Consideration for the Poor and Needy
Deuteronomy 24:10-22
When you do lend your brother any thing, you shall not go into his house to fetch his pledge.…


After giving a cursory reference to leprosy as a Divine judgment to be divinely removed and ceremonially purged away (vers. 8, 9), Moses enters in these verses into the consideration which should be shown to the poor and needy. The debtor is not to be pressed for his pledge, and, if raiment, it must be restored in time for him to sleep with due clothing. The hired servant, engaged for the day, is to get his pay punctually at sundown. The widow, fatherless, and strangers are to have justice dealt to them, and in harvest generous gleanings are to be left for them. The Law inculcates consideration and mercy.

I. THE GENEROSITY INCULCATED BY THE LAW MADE IT A MESSAGE OF MERCY TO ALL MEN. For even suppose no sacrificial system preached, typically, the Divine pardon and love, the mercy enjoined upon others argued mercy in the Lawgiver himself.

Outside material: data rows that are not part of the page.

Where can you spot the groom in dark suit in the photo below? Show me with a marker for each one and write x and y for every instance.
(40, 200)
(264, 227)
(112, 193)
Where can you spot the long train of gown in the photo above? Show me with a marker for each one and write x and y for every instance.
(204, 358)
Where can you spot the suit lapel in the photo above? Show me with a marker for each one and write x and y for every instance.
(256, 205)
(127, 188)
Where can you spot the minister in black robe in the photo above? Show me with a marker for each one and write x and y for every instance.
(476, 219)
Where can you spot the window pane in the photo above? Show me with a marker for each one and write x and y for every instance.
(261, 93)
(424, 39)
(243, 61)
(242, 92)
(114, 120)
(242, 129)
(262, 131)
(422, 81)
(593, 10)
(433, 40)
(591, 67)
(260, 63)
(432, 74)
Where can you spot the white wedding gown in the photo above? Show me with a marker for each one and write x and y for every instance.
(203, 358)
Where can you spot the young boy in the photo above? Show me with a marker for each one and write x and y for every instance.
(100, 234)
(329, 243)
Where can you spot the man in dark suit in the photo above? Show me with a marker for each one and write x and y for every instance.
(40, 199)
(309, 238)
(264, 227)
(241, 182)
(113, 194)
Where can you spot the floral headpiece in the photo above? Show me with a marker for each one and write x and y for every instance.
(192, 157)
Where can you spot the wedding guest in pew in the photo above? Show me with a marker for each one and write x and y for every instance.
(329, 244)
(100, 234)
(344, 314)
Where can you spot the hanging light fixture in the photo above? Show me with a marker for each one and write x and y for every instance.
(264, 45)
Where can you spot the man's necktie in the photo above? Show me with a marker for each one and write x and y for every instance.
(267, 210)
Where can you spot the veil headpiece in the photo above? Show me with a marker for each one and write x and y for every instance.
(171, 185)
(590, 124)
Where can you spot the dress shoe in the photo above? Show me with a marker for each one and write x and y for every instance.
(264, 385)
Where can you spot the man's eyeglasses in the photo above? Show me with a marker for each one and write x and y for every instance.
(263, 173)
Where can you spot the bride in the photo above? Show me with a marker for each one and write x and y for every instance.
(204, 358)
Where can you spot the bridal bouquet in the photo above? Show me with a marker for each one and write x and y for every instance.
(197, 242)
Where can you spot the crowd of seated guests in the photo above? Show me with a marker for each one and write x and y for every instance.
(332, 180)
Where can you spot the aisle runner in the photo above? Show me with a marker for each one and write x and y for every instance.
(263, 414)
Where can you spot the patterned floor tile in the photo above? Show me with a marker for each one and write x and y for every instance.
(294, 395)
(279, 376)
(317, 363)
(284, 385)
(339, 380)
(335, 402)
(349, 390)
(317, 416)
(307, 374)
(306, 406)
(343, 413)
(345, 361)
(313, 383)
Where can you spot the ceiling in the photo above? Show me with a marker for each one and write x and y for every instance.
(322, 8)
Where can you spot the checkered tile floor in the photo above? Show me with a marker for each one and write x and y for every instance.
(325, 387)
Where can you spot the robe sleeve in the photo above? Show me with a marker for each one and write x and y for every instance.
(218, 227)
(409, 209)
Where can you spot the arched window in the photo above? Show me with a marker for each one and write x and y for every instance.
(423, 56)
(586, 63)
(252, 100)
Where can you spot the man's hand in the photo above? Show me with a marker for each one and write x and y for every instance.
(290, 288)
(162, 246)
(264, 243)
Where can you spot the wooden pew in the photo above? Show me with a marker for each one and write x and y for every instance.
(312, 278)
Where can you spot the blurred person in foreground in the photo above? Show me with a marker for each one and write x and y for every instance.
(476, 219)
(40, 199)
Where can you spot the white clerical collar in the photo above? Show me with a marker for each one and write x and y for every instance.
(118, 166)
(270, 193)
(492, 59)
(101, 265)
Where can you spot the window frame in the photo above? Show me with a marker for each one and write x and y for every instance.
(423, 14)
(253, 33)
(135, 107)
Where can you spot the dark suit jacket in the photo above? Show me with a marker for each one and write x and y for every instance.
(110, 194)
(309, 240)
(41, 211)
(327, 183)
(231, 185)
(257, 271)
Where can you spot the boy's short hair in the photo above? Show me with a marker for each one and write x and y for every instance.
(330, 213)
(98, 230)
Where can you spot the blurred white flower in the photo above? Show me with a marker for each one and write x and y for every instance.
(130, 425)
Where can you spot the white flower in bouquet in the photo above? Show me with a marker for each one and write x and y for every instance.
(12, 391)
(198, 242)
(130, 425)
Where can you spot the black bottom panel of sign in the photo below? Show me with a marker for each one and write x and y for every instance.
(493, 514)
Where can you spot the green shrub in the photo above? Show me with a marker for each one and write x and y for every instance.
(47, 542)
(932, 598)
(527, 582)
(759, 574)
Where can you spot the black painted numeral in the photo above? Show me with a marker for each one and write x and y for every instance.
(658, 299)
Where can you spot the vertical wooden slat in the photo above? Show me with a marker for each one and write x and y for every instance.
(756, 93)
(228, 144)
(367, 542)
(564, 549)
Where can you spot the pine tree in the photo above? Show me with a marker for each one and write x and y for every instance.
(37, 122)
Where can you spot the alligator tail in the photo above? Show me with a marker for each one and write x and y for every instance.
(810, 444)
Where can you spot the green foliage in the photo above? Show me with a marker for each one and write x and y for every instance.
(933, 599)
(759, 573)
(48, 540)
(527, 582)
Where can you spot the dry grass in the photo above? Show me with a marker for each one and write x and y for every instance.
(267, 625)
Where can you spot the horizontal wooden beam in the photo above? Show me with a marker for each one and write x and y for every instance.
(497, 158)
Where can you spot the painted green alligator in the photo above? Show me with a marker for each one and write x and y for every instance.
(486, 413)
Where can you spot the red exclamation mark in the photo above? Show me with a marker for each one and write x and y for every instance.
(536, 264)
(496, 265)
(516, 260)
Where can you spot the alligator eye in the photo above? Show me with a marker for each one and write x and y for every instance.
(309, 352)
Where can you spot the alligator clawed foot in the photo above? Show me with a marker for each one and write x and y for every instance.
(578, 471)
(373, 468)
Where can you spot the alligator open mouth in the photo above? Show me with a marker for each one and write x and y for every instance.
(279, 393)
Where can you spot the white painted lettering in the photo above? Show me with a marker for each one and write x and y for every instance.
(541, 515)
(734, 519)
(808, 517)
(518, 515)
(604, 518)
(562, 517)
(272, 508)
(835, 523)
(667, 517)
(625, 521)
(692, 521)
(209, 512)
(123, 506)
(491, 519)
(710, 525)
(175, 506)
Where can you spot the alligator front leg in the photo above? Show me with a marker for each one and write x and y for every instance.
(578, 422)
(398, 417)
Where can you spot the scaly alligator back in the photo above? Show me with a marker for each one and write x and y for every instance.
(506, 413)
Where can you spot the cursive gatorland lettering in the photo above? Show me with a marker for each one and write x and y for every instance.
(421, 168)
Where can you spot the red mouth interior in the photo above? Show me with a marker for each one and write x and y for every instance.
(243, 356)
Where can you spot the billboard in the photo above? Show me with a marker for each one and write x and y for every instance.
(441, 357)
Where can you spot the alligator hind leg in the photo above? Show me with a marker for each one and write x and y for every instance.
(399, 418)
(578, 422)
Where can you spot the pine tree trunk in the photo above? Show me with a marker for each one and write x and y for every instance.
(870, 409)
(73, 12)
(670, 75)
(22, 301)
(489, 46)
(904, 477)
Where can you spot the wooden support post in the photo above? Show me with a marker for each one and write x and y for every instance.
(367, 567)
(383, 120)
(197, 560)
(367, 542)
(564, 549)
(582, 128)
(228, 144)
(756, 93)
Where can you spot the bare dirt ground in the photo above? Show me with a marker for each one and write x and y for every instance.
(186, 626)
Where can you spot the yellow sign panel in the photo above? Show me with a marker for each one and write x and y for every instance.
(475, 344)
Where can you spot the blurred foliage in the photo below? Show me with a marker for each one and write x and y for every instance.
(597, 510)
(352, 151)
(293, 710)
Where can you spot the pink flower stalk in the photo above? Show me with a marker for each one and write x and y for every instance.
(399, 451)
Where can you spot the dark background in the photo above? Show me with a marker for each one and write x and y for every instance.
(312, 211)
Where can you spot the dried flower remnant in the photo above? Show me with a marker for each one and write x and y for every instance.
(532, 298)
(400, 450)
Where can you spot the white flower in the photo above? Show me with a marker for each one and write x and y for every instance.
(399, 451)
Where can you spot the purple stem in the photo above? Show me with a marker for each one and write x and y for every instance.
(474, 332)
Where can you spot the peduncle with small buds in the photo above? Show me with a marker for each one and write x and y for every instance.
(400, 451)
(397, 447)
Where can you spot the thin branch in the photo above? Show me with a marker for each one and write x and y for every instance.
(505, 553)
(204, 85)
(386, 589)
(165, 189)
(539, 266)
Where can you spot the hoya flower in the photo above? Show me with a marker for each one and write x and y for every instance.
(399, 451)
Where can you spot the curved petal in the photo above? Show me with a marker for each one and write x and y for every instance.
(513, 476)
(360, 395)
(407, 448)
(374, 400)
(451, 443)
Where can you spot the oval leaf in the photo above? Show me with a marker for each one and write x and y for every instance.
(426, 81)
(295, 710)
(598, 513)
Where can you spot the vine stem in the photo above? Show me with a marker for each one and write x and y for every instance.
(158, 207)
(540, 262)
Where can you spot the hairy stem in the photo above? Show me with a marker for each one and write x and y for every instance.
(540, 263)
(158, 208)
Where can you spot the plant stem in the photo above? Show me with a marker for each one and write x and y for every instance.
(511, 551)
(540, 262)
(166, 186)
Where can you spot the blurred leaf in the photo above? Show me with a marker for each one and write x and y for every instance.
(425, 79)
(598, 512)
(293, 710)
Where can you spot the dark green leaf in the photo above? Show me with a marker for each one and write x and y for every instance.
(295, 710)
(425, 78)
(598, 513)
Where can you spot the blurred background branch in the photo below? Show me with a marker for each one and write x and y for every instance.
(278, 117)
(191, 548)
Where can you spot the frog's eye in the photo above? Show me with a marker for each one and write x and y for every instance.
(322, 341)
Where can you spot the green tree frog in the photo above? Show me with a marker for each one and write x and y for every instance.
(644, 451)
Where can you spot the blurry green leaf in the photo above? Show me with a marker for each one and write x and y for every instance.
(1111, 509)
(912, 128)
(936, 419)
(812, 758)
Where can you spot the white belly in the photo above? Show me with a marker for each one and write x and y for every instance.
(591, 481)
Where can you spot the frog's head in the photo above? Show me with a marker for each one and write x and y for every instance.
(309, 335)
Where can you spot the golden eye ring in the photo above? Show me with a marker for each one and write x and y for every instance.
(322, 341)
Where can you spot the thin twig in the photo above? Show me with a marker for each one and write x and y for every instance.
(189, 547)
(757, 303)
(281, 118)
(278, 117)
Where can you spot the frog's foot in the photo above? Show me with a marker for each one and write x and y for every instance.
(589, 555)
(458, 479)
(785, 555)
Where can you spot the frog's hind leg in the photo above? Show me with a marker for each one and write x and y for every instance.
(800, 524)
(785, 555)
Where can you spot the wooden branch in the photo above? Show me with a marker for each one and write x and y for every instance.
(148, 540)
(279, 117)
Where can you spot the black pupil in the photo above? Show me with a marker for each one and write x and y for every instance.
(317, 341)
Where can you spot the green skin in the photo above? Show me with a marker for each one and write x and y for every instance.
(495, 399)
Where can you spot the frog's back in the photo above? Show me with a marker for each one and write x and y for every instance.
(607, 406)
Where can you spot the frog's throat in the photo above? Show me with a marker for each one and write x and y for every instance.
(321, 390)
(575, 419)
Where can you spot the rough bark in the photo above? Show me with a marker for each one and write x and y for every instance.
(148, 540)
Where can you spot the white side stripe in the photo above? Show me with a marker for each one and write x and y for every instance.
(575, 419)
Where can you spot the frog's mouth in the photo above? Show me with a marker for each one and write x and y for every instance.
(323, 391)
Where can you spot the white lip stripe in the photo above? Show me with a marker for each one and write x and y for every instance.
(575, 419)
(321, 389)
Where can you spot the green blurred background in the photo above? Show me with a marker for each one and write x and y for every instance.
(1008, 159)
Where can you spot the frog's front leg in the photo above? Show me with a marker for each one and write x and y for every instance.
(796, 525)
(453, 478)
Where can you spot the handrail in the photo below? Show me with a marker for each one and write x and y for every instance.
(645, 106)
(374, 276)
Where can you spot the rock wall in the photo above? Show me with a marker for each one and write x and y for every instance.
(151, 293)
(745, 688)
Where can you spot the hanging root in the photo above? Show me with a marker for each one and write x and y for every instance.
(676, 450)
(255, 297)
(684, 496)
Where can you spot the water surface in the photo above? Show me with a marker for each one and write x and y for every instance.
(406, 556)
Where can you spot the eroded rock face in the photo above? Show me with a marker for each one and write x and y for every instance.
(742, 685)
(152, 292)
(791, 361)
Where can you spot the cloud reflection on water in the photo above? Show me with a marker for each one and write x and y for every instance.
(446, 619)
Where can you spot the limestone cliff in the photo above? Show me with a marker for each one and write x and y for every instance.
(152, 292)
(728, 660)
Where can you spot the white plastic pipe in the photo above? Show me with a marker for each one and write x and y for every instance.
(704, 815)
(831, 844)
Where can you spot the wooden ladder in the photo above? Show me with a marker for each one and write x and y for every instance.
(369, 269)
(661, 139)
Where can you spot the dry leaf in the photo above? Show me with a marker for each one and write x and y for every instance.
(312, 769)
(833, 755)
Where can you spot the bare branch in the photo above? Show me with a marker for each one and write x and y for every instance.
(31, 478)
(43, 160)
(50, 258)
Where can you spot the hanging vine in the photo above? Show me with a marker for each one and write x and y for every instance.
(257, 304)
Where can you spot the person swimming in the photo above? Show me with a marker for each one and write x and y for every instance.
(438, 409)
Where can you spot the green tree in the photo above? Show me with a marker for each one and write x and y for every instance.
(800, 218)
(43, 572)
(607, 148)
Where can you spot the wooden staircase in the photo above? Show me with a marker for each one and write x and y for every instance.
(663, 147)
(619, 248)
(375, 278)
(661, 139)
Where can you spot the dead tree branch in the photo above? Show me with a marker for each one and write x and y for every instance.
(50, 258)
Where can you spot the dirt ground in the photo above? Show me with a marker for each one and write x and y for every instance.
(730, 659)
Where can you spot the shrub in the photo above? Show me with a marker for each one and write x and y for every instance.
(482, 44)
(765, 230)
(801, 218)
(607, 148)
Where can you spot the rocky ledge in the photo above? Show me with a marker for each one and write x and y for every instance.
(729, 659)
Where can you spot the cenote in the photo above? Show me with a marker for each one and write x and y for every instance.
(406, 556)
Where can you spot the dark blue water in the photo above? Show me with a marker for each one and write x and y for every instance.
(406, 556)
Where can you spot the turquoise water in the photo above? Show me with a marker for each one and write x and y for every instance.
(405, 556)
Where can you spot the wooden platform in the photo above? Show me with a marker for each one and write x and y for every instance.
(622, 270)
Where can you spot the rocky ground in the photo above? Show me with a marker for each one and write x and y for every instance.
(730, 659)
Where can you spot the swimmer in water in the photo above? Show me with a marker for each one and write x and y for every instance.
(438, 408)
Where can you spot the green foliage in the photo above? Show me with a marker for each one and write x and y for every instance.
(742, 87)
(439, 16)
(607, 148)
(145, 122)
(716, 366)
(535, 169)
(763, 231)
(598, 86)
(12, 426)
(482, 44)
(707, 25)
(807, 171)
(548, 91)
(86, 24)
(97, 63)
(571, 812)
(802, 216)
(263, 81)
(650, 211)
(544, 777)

He could not have commanded so much mercy, and manifested none.

II. THE POOR WERE SAVED FROM UTTER MENDICANCY BY THE LIBERALITY OF THE LAW. They got their need supplied by working for it. It was better to glean than to have it laid without any cost or trouble to them at their feet. They were free, and had to bestir themselves; thus self-respect was fostered, and real, wholesome work prescribed. No wonder that mendicancy was unknown. But nowadays things are made too easy for the "ne'er-do-wells," and a laziness that sacrifices self-respect and liberty on its altar is the blessed result! - R.M.E.



Parallel Verses
KJV: When thou dost lend thy brother any thing, thou shalt not go into his house to fetch his pledge.

WEB: When you do lend your neighbor any kind of loan, you shall not go into his house to get his pledge.